Clean Aviation ‘On Track’ To Meet Targets As New Projects Unveiled
OTTAWA—Leaders of Europe’s Clean Aviation research initiative believe the program is on track to see decreases in aircraft greenhouse gas emissions by 30% within the next decade compared to current-technology airliners, putting the industry on course toward achieving the EU’s goal of climate-neutral aviation by 2050.
“Will we make it? I think yes, technology wise and technically I think we will do it,” says Jean-Francois Brouckaert, chief research officer for the Clean Aviation Joint Undertaking. “We will find solutions; I’m convinced about that. We’ll need good engineers nevertheless and young, bright minds to help us find other solutions when we run out of ideas. But as everybody knows, the clock is running and between now and 2035 is only a short time.”
Brouckaert’s comments, made at the International Society For Air Breathing Engines (ISABE) 2022 meeting in Ottawa, came as the Clean Aviation board announced more than €700 million ($672 million) in funding for 20 sustainable aerospace research projects ranging from hybrid- and hydrogen-propulsion to technologies for ultra-efficient short- and medium-range transport aircraft.
The projects all fall into the initial phase of Clean Aviation, which runs to 2031 and targets the development of technology for introduction in 2035. The initiative builds on previous European public-private civil aeronautics research programs—Clean Sky and Clean Sky 2—and is the largest yet, with a combined government-industry budget of €4.1 billion. The latter effort, which began in 2014, is in its closing stages with around 150 projects due for completion by the end of 2023. The first Clean Sky project began in 2008 and ran through 2017.

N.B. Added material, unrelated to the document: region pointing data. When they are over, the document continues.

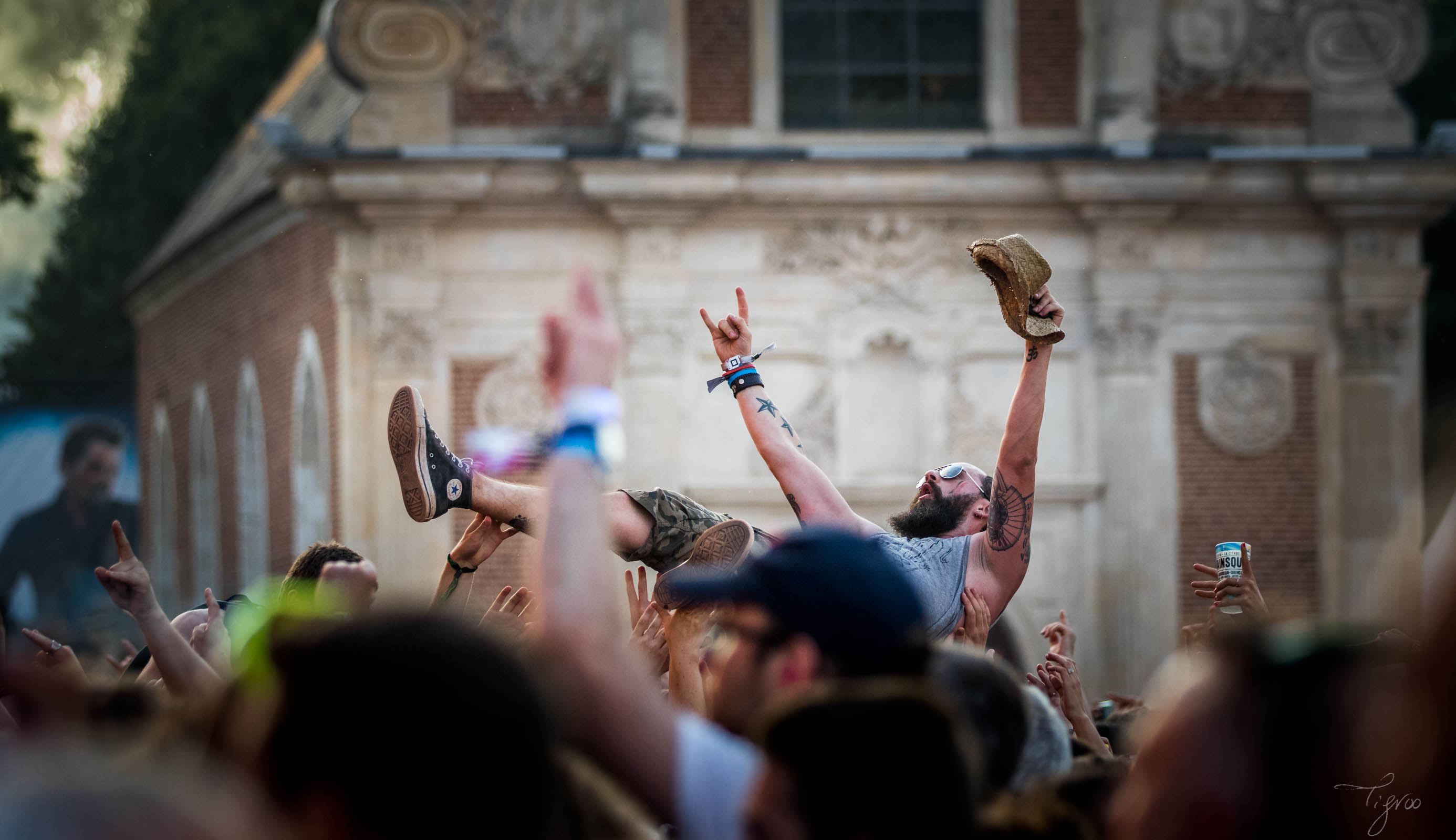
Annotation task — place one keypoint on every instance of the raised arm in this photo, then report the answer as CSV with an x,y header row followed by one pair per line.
x,y
184,671
814,500
616,711
1002,552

The goal of Clean Sky 2 was to see decreases in CO2, NOx and noise emissions by 20-30% compared to 2014 state-of-the-art aircraft. While not all the goals were met, the program is expected to get positive results from a final assessment report due in 2024.

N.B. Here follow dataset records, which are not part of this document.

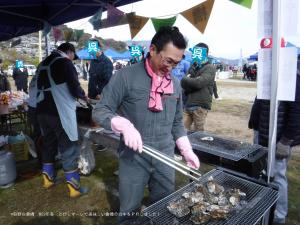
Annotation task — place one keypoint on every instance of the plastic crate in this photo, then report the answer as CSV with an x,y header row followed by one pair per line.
x,y
20,150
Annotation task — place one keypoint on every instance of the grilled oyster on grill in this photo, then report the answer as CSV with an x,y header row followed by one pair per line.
x,y
200,218
179,208
219,214
208,201
199,208
213,187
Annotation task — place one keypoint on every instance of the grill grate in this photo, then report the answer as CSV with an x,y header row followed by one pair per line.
x,y
222,147
259,200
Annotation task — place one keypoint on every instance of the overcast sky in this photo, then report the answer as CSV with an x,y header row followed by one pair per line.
x,y
231,29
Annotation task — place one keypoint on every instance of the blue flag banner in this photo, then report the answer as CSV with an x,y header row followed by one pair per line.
x,y
93,47
135,50
19,64
199,54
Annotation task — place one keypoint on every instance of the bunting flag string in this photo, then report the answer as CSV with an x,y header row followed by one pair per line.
x,y
136,23
113,15
95,20
245,3
157,22
199,14
57,34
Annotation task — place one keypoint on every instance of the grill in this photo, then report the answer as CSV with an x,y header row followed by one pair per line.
x,y
260,198
225,148
232,154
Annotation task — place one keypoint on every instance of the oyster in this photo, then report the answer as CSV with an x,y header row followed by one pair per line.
x,y
234,199
235,195
200,218
219,214
213,187
222,200
199,208
179,208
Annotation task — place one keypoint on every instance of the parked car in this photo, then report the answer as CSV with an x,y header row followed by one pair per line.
x,y
30,68
10,70
79,70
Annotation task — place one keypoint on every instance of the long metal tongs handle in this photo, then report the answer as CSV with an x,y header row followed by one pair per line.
x,y
185,170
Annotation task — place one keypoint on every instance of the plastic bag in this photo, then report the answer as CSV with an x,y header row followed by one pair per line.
x,y
86,161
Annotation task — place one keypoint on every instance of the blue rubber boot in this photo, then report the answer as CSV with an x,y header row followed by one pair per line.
x,y
73,183
48,175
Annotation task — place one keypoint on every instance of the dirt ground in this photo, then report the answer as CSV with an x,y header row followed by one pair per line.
x,y
228,117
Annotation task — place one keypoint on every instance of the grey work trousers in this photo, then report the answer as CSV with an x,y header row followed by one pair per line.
x,y
56,140
134,174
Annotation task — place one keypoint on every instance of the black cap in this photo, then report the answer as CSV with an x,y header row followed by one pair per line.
x,y
65,47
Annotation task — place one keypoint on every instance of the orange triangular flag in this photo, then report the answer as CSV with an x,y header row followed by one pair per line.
x,y
136,23
199,14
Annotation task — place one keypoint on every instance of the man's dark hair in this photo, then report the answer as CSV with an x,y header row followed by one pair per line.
x,y
202,45
96,40
166,35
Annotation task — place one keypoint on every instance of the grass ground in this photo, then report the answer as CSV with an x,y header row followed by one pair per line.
x,y
229,117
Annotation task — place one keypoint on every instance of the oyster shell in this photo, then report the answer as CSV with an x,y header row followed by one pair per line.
x,y
200,218
213,187
179,208
199,208
219,214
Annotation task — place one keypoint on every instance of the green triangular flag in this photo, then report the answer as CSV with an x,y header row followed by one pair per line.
x,y
157,23
246,3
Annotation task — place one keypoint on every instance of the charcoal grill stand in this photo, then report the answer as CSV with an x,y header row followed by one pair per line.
x,y
261,198
250,160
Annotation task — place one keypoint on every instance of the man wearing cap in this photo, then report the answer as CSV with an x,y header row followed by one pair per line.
x,y
57,90
288,136
198,86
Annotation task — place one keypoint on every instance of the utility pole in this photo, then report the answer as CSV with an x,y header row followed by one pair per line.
x,y
40,46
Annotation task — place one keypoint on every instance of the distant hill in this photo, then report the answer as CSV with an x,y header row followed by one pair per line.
x,y
27,49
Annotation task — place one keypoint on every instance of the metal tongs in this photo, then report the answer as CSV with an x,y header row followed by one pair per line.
x,y
185,170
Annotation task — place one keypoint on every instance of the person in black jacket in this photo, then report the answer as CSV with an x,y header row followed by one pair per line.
x,y
100,73
57,90
20,76
4,83
288,136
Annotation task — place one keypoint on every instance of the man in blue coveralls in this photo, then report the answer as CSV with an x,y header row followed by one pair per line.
x,y
149,105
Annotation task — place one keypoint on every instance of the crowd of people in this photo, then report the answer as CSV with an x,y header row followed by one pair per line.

The project also led to the development of Clean Sky’s regional integrated technologies demonstrator, or Flight Test Bed 2, a modified Airbus C295 turboprop that made its first flight in January. The aircraft is expected to reduce CO2 and NOX emissions by 43% and 70%, respectively, while reducing takeoff noise by 45%.

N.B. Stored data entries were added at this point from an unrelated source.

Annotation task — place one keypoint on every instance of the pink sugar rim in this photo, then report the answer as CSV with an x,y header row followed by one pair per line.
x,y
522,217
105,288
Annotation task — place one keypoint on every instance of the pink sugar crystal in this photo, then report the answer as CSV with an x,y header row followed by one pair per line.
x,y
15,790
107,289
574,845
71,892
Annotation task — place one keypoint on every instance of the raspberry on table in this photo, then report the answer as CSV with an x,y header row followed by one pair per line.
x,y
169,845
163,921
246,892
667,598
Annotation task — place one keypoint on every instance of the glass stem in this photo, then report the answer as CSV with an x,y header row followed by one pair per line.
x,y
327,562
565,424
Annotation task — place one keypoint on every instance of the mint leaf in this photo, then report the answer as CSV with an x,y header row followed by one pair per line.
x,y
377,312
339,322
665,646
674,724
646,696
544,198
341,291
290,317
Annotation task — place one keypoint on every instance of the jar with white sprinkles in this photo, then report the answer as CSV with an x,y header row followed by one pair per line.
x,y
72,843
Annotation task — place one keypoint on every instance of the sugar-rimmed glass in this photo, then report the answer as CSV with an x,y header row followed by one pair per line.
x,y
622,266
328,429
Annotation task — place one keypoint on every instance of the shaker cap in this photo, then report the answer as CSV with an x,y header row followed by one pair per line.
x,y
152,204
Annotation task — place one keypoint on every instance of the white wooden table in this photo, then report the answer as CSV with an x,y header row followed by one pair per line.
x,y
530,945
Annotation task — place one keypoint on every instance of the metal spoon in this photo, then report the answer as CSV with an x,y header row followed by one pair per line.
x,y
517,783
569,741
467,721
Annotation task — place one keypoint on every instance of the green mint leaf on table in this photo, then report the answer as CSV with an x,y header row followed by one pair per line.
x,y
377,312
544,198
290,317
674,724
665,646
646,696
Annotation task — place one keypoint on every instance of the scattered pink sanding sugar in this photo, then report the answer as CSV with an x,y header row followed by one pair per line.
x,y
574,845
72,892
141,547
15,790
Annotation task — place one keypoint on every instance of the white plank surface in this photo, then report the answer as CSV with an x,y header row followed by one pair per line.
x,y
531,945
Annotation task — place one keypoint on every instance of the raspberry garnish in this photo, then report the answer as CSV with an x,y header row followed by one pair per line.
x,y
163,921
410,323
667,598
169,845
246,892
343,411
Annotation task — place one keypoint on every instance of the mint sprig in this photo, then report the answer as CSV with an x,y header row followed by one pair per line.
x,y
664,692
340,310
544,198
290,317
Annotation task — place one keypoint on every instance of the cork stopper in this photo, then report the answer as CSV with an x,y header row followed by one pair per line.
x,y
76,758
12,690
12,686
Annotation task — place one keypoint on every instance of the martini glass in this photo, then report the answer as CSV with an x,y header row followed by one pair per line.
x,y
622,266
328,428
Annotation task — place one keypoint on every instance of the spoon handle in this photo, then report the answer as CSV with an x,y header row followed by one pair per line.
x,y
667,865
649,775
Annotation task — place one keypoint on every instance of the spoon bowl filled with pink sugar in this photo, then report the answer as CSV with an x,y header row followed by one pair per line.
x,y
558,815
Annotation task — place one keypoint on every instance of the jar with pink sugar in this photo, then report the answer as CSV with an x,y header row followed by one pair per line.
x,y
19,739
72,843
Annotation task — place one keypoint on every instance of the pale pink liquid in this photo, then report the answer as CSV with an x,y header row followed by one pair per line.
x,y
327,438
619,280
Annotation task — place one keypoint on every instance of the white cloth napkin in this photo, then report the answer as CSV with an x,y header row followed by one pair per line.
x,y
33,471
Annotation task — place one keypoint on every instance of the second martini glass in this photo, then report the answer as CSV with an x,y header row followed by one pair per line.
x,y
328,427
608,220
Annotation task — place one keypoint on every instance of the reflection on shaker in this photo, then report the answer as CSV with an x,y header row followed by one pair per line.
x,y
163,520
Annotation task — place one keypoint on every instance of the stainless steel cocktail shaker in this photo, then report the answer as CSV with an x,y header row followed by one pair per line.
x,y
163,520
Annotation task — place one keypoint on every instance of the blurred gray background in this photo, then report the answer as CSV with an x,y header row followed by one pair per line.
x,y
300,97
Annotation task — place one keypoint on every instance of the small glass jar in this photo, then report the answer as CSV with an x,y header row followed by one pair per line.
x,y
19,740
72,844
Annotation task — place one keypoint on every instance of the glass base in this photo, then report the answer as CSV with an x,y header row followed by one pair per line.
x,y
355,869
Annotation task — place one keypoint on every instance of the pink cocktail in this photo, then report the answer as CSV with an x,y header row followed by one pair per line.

As well as the 30% fuel-burn reduction targeted for short- and medium-range airliners by Clean Aviation, the initiative also aims to see up to a 50% fuel-burn reduction for regional aircraft over the same period. “We no longer talk about CO2 and NOx alone but about greenhouse gases in general, targeting a reduction of 30% versus a 2020 reference. We also want to achieve a fleet replacement of 75% by 2050,” says Brouckaert.
The 20 Clean Aviation projects cover 14 main areas, tackling technology for hydrogen-powered aircraft, hybrid-electric regional aircraft and ultra-efficient short- and medium-range aircraft. “These will define Phase One, which is going to last to 2025-26, and which is meant to develop the key technology bricks for the ground and flight demonstrators. These are expected to take place in the second phase after 2026 and to hopefully achieve a Technology Readiness Level of six by 2030,” he notes.
Rolls-Royce Deutschland and GE Avio have won awards for research into multi-megawatt hybrid-electric propulsion systems. Honeywell plans to study thermal management for hybrid-electric aircraft, while Collins Aerospace Ireland will evaluate electrical distribution systems. Airbus Defense and Space will study an innovative wing design.
Rolls and GE Avio each expects to study direct combustion of hydrogen in turbofans under projects targeting high efficiency and low NOx emissions. Honeywell has received a project to study a multi-megawatt fuel-cell propulsion system, while Aciturri Engineering will work on large-scale lightweight liquid-hydrogen storage tank designs. Pipistrel Vertical Solutions also has been tapped to study fuel cells and tanks for hydrogen-powered aircraft.
Contracts awarded for ultra-efficient short- and medium-range aircraft projects are going to Safran, MTU and Rolls for propulsion systems, and to Airbus for ultra-performance wing designs and studies of advanced low-weight integrated fuselage and empennage configurations. Leonardo and Airbus also will evaluate aircraft concepts targeted at overall emissions reductions of between 30-50%.
“Certification is going to be a challenge and an issue, as everyone knows,” says Brouckaert, who references a contract to Dassault Aviation covering studies of novel certification methods and means of compliance for disruptive technologies. “We have tried to closely involve EASA from the beginning, and we have encouraged every project to do so,” he adds.
Aerospace Valley, a cluster of French aerospace engineering and research companies, also will work to develop a European Clean Aviation Regional Ecosystem.